In re Estate of Jebuigut Cheruiyot Jerich (Deceased) [2020] KEHC 588 (KLR) | Supplementary Witness List | Esheria

In re Estate of Jebuigut Cheruiyot Jerich (Deceased) [2020] KEHC 588 (KLR)

Full Case Text

REPUBLIC OF KENYA

IN THE HIGH COURT OF KENYA

AT ELDORET

SUCCESSION CAUSE NO. 104 OF 2012

IN THE MATTER OF THE ESTATE OF JEBUIGUT CHERUIYOT JERICH(DECEASED)

AND

IN THE MATTER OF EVANS CHUMBA................................................................1ST APPLICANT

VERSUS

IN THE MATTER OF ELIAS KIMUTAI.................................................................1ST APPLICANT

RULING

1. The applicant (Evans Chumba) moved this court by a notice of motion application dated 30. 9.2019 seeking to be granted leave to file a supplementary list of witnesses out of time and for costs of the application.

2. The grounds in support of the application are that hearing of the cause was for 2. 10. 2019 and he is desirous to call 6 more witnesses. Failure to file their witness statements was not intentional and it would be fair that the same be allowed. That the applicant stands to suffer irreparable loss if the same is not allowed.

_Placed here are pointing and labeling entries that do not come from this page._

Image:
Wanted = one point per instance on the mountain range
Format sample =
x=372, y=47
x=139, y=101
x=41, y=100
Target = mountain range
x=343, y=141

3. The supporting affidavit was sworn by Evans Chumba who in addition to the grounds averred that the witnesses he intends to call are well conversant with the issues in dispute and that the application has been brought in good faith and its in the interest of justice that the same be allowed.

RESPONSE

4. Pius Kosgei, the administrator to the estate swore an affidavit and responded by stating that his advocate on record had read the application and explained it to him. He averred that the applicant had filed a list of witnesses on the 15. 9.2015 and all have testified. He further filed a supplementary list of witnesses dated 28. 6.2018 filed in court on the 3. 7.2018 and the two witnesses are yet to testify. The instant application to call 6 more witnesses will result to a waste of judicial time and it shall result to ambush on the other party. The principle of fair hearing demands that the respondents be given a chance to testify and this is a delay tactic as the matter has been in court for over 7 seven years. The applicant has not given any justifiable reason for not filing list of witnesses before the conclusion of the pre-trial directions.

5. The application is misguided and the same ought to be dismissed with costs.

Submissions

Applicant’s submissions

6. It is his submission that the respondents replying affidavit is full of misconceptions and is a denial of a right to fair hearing. In Johana Kipkemei Too v. Hellen Tum[2014]eklr, the court analysed factors to consider before allowing a party to put in additional documents, they include:

i.  Discovery of new documents (This is not relevant herein as the applicant intends to call witnesses and not documents)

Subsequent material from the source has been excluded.